Paradise is a myth. All appearances of Paradise have been at best momentary or illusionary. Therefore wherever humans live, whatever locale is their “paradise” the challenges posed by their imperfect surroundings must be dealt with. Those living near rivers must accommodate for occasional flooding. Those living on earth-quake prone turf must build and live in ways to reduce the damage caused by earthquakes, those in cold places need heat while those in warm climes need cooling and those in tornado allies need a windowless room for retreat.
Author, professor, Jared Diamond wrote a book titled “Collapse”. Professor Diamond visited and researched many places where entire societies once lived, but collapsed, even disappeared. He studied the abandoned Norse settlements in Greenland and various Anasazi settlements in the Southwest where a whole people seemed to disappear. Many other societies from the Roman Empire to Easter Island were researched for this book.
What Professor Diamond discovered is that all of these societies that collapsed, many, across the centuries, had a few things in common. Typically one reason is often given for a society’s collapse, say barbarians sacking Rome, or climate change affecting the Anasazi.
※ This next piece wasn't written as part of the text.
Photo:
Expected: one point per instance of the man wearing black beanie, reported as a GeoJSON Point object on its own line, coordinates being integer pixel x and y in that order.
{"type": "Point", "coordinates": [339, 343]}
Diamond’s research revealed instead a combination of factors at play in the culture’s demise.
The second factor these cultures had in common was their failure to adapt to change. The Norse tried to live in Greenland just as they did in their homeland. Dairy cattle, and farm methods from home, for example, just did not cut it in snow covered, frigid Greenland.
I have seen this with churches, with my hometown area’s economy, and much more. When any group large or small moves forward assuming things will always be the same, their time becomes limited. I have seen this with ideologies as well.
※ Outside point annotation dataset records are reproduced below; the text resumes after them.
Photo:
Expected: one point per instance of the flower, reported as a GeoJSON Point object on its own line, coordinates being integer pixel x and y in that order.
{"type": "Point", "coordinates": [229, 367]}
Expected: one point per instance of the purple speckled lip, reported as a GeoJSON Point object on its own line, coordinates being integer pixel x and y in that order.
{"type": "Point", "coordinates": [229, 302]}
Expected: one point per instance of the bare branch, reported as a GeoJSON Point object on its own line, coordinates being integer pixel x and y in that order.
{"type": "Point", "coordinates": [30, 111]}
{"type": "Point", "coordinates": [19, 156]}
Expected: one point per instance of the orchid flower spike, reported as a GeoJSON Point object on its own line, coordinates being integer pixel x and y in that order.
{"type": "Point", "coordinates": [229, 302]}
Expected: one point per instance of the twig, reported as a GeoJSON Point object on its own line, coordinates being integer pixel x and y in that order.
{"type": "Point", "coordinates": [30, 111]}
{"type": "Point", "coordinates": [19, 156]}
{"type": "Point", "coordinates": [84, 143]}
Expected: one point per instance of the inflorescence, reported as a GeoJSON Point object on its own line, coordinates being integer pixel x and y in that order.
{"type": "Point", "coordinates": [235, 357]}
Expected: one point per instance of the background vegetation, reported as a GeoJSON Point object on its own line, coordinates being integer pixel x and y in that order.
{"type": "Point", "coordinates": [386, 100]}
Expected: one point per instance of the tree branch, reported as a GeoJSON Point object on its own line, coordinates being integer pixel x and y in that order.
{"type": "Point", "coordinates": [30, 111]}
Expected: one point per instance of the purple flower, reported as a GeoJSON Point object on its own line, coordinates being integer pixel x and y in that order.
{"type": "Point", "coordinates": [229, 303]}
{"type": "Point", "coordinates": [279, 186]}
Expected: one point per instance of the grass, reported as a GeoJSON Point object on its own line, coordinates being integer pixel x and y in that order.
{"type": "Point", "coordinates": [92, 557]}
New realities must always be acknowledged and dealt with. Adaptations are a necessity for survival. I marvel, for example, at those opposing electric vehicles who say, “Electric cars will not be the future.” In one sense they are correct. Electric cars actually are the present. Look around. Tesla now sells more cars than Chevrolet. But don’t get too hooked on electric vehicles. Something else will be around technology’s and history’s corners to someday replace them.
Much reluctance to change and a willingness to adapt can stem from a poor theology. God did not create us to be a static creature. Evolution has been the pattern of life since the very first life form began to adapt and evolve. This, apparently, is how God intended God’s creation to be, to survive. It is a very natural condition for humans and for all life forms.
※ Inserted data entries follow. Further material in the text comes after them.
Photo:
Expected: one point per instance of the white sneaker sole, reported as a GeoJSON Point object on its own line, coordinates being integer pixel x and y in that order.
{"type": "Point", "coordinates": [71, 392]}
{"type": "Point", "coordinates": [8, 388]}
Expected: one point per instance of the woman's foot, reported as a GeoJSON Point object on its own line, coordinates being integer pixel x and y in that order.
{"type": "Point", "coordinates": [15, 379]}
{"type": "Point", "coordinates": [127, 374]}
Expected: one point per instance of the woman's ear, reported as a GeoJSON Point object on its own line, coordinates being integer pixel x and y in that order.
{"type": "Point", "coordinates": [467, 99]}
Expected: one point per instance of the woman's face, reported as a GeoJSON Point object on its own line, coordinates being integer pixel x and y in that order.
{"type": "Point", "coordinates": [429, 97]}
Climate change is a frightening scenario. Yet climate change of one type or another has been with the earth since its beginning. We humans are still here because our predecessors were able to adapt. And so must we.
Adaptation is more than reducing emissions and our carbon footprint. Large companies are here to stay at least for now it would appear. They have contributed much to ecological harm. In some places, however, they have behaved well. We must work with them to incentivize the good behavior while holding them accountable for bad. That is, we must adapt, we need to change our behavior.
It is not only geographic locations that fail to be paradise. It is those in them who fail to be a people worthy of paradise. Human history is, in many ways, a living out, a constant adaptation, of dealing with this very imperfect reality. The Constitution of the United States was written as it was because, “Men are not angels” according to one of its authors, James Madison.
The question with which we must struggle as we move into all futures, is not “Should we change and adapt?” Instead the question is, “How must we change and adapt?”
We must assume life will never be one particular way, however ideal we find life at some moment.